Fungsi kritik sastra di atas akan menjadi
kenyataan karena adanya tanggung jawab antara kritikus dan sastrawan serta
tanggung jawab dalam memanfaatkan kritik sastra tersebut. Dengan demikian,
tidak perlu diragukan bahwa adanya kritik yang kuat serta jujur di medan sastra
akan membawa pada meningkatnya kualitas karya sastra. Seorang sastrawan bisa
dipastikan akan memiliki perhitungan sebelum akhirnya dipublikasikannya karya
sastra tersebut. Oleh sebab itu, ketiadaan kritik pada medan sastra akan
membawa pada munculnya karya-karya sastra yang picisan.

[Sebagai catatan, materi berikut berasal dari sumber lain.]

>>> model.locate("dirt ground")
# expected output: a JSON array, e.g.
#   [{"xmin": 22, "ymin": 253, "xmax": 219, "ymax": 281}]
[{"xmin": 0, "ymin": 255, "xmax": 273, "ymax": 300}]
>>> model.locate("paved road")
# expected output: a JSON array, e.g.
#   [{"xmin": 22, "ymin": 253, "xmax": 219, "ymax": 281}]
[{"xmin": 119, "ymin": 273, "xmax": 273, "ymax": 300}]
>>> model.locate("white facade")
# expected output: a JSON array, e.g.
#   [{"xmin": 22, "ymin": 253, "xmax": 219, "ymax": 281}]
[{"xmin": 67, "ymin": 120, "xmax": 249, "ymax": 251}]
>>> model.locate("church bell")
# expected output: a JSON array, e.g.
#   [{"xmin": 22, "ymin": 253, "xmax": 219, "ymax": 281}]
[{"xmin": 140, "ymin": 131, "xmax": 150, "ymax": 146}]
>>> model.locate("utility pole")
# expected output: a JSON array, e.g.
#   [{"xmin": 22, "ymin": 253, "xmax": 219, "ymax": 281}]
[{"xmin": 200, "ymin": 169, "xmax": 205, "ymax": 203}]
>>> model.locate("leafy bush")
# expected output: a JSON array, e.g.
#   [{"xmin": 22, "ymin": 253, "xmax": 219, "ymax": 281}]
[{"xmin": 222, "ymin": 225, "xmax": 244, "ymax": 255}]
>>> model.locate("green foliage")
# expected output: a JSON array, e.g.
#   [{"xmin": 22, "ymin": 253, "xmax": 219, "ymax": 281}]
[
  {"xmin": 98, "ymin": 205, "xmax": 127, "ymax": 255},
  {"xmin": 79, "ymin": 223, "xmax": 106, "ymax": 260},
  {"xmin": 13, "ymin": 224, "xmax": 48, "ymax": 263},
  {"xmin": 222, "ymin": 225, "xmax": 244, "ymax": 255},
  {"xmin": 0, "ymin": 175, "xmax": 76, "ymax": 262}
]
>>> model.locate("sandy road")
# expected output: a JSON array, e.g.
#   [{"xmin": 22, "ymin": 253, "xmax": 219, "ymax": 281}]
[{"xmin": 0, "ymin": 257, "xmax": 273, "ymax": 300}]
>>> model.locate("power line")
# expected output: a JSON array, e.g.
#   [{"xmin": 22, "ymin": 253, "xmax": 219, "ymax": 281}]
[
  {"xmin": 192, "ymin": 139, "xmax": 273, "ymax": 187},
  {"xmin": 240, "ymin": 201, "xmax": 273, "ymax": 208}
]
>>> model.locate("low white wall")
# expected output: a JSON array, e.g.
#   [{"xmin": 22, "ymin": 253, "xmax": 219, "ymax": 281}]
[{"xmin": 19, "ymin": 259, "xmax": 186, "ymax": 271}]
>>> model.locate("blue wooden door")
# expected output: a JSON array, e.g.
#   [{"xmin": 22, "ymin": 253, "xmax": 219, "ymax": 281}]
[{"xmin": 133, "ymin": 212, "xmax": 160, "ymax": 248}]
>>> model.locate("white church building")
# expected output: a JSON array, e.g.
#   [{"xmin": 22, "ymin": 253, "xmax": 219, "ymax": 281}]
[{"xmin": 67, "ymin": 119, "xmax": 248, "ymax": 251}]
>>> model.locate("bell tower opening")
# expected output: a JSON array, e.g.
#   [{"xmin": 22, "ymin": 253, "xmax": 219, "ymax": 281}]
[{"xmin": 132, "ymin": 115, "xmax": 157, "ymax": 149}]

Raminah Baribin (1993) menambahkan, bahwasanya
tidak semua kritik sastra dapat menjelaskan fungsinya. Oleh sebab itu, kritik
sastra harus memiliki tanggung jawab atas tugasnya serta mampu membuktikan
bahwa dengan adanya kritik yang dilakukan oleh kritikus mampu memberikan
sumbangan yang berharga terhadap pembinaan dan pengembangan sastra. Karenanya kritik
sastra berfungsi apabila:
- disusun atas dasar untuk meningkatkan dan membangun sastra
- melakukan kritik secara objektif, menggunakan pendekatan dan metode yang jelas, agar dapat dipertangungjawabkan
- mampu memperbaiki cara berpikir, cara hidup, dan cara bekerja sastrawan
- dapat menyesuaikan diri dengan ruang lingkup kebudayaan dan tata nilai yang berlaku, dan
- dapat membimbing pembaca untuk berpikir kritis dalam meningkatkan apresiasi sastra masyarakat.
Daftar Rujukan
Baribin, Raminah. 1993. Kritik dan Penilaian. Semarang: IKIP Semarang Press.
Pradotokusumo,
Partini Sardjono. 2005. Pengkajian
Sastra. Jakarta: Gramedia.
Wellek, Rene dan Austin Warren.
1995. Teori Kesusastraan. Jakarta: Gramedia.
ruang lingkup kritik sastra apa aja ya?